Testing whether the identified duplicate token heads actually attend from S2 to S1 as hypothesized.

In [7]:
# Extract the duplicate token heads from student's circuit
# According to student's documentation, these are the duplicate token heads:
duplicate_token_heads = [
    'a0.h1', 'a0.h5', 'a0.h10', 'a1.h11', 'a3.h0', 'a3.h6'
]

print("Testing Duplicate Token Heads (S2 → S1 attention)")
print("=" * 70)
print(f"Testing {len(duplicate_token_heads)} heads identified by student\n")

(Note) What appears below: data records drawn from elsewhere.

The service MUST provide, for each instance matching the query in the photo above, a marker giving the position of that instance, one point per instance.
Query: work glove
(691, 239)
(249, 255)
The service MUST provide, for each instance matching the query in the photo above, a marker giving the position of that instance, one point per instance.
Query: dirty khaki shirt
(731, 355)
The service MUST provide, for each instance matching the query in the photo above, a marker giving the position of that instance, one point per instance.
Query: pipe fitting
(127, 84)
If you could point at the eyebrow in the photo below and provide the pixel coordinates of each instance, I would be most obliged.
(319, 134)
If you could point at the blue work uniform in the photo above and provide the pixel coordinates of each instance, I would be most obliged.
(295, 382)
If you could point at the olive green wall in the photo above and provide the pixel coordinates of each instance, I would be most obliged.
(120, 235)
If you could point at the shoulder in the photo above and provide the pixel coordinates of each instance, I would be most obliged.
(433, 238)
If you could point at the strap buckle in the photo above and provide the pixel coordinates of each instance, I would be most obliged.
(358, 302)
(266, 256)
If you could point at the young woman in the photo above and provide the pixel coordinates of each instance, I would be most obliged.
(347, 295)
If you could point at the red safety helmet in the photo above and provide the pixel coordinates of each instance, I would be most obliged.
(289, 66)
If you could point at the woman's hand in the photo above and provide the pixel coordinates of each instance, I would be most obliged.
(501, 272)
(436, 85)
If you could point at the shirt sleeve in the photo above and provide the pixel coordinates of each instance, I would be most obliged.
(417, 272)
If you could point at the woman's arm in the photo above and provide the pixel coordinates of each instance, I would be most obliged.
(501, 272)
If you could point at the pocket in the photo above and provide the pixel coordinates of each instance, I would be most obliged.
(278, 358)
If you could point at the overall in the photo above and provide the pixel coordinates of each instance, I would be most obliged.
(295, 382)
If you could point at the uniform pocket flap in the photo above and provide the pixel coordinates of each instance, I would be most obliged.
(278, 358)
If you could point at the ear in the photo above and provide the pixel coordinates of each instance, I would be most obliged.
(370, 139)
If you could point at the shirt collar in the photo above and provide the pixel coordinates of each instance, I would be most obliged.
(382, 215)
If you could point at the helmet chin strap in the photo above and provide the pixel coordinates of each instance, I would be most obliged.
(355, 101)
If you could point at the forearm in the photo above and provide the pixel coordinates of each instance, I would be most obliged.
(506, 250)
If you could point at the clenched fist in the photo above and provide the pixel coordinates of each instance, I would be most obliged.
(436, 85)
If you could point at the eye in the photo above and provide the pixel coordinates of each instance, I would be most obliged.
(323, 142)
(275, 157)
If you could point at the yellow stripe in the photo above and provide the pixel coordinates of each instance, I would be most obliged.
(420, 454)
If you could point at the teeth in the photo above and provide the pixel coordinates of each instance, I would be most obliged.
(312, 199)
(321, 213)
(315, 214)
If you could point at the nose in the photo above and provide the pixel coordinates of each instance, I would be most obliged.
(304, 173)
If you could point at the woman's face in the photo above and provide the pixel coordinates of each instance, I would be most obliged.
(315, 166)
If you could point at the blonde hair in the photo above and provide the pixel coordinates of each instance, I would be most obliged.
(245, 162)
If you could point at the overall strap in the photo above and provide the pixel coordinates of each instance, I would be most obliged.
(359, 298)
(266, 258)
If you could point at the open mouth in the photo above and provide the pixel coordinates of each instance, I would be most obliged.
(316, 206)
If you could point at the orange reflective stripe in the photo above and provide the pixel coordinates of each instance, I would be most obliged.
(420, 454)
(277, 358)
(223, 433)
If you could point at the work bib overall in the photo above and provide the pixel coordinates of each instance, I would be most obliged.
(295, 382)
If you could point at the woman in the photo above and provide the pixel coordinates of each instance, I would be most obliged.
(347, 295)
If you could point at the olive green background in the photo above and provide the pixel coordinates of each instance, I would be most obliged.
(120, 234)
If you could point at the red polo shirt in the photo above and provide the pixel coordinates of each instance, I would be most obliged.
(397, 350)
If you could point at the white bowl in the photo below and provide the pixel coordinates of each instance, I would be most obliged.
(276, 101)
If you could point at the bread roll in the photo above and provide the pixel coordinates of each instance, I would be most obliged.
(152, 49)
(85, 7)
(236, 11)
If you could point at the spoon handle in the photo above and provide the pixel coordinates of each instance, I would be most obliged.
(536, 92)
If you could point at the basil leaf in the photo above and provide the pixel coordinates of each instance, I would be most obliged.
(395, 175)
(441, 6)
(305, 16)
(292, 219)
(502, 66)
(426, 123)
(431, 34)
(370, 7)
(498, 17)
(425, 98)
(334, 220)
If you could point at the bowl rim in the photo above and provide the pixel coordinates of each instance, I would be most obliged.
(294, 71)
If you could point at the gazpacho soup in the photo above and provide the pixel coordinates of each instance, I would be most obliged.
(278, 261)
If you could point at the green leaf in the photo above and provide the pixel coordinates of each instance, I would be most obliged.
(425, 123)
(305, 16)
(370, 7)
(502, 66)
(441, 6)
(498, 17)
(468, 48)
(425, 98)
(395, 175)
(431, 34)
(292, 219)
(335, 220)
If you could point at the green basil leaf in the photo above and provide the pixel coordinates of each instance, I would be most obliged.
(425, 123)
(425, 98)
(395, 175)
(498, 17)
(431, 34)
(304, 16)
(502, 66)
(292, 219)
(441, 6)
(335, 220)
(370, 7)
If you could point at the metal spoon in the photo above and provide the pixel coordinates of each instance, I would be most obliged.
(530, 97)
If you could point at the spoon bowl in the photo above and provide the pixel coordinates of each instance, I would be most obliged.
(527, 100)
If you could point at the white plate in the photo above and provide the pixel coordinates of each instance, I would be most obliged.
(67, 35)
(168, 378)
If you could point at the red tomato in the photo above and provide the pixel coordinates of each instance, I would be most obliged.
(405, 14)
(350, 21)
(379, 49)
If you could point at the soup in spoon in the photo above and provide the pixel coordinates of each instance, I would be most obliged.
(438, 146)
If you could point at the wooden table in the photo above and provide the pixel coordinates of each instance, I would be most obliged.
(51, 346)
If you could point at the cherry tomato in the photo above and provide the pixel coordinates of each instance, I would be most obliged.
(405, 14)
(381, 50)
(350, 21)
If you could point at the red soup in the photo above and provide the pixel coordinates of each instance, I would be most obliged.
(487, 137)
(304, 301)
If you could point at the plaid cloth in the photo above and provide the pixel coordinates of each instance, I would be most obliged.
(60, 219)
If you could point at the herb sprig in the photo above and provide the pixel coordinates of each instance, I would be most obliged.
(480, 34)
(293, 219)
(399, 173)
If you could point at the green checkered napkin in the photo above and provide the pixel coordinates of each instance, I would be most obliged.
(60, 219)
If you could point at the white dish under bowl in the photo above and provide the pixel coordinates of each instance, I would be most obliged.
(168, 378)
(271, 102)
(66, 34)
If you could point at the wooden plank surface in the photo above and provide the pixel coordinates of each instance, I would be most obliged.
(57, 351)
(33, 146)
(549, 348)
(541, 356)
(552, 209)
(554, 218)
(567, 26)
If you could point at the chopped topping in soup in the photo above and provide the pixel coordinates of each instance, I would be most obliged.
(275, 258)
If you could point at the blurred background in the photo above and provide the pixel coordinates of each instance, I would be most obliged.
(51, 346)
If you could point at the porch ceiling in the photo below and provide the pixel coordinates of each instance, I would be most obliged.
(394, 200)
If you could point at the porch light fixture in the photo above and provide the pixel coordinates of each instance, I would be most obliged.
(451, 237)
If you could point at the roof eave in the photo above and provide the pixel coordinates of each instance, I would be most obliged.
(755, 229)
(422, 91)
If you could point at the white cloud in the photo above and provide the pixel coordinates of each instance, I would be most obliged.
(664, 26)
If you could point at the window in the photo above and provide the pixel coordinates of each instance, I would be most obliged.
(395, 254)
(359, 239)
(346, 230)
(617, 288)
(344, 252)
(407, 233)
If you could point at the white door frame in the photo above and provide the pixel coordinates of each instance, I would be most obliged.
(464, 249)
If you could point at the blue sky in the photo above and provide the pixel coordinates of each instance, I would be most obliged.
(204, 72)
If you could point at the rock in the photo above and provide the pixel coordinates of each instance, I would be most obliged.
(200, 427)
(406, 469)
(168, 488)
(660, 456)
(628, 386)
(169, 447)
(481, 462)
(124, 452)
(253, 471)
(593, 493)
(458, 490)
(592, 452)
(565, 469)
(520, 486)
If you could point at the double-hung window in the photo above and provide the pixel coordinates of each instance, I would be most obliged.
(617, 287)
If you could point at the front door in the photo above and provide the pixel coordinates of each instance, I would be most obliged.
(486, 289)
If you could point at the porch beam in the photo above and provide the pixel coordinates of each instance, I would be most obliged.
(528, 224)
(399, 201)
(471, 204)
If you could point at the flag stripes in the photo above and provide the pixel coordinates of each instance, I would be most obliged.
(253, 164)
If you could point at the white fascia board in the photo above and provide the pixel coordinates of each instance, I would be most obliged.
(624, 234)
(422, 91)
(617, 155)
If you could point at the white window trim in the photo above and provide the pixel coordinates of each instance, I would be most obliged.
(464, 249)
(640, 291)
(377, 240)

# Collect attention patterns across test examples
attention_scores = {head: [] for head in duplicate_token_heads}

for i, example in enumerate(test_dataset):
    prompt = example['prompt']
    subject = example['metadata']['subject']
    io = example['metadata']['indirect_object']
    
    # Get positions
    pos = get_token_positions(prompt, subject, io)
    
    if pos['s1'] is None or pos['s2'] is None:
        continue
    
    # Run model with cache
    tokens = pos['tokens']
    logits, cache = model.run_with_cache(tokens)
    
    # Check attention for each head
    for head_name in duplicate_token_heads:
        # Parse head name: a{layer}.h{head}
        layer = int(head_name.split('.')[0][1:])
        head = int(head_name.split('.')[1][1:])
        
        # Get attention pattern: [batch, head, query_pos, key_pos]
        attn_pattern = cache['pattern', layer][0, head]
        
        # Get attention from S2 to S1
        s2_to_s1_attn = attn_pattern[pos['s2'], pos['s1']].item()
        attention_scores[head_name].append(s2_to_s1_attn)

# Calculate statistics
print("Results:\n")
results_dup = []
for head_name in duplicate_token_heads:
    scores = attention_scores[head_name]
    mean_score = np.mean(scores)
    std_score = np.std(scores)
    
    # Threshold: consider "strong" if mean > 0.3
    status = "✓ PASS" if mean_score > 0.3 else "⚠ WEAK" if mean_score > 0.15 else "✗ FAIL"
    
    print(f"{head_name}: {mean_score:.4f} ± {std_score:.4f}  {status}")
    results_dup.append({
        'head': head_name,
        'mean': mean_score,
        'std': std_score,
        'pass': mean_score > 0.3
    })

pass_rate = sum(1 for r in results_dup if r['pass']) / len(results_dup)
print(f"\n{'=' * 70}")
print(f"Pass rate: {pass_rate:.1%} ({sum(1 for r in results_dup if r['pass'])}/{len(results_dup)} heads)")
print(f"Overall: {'✓ PASS' if pass_rate >= 0.5 else '✗ FAIL'}")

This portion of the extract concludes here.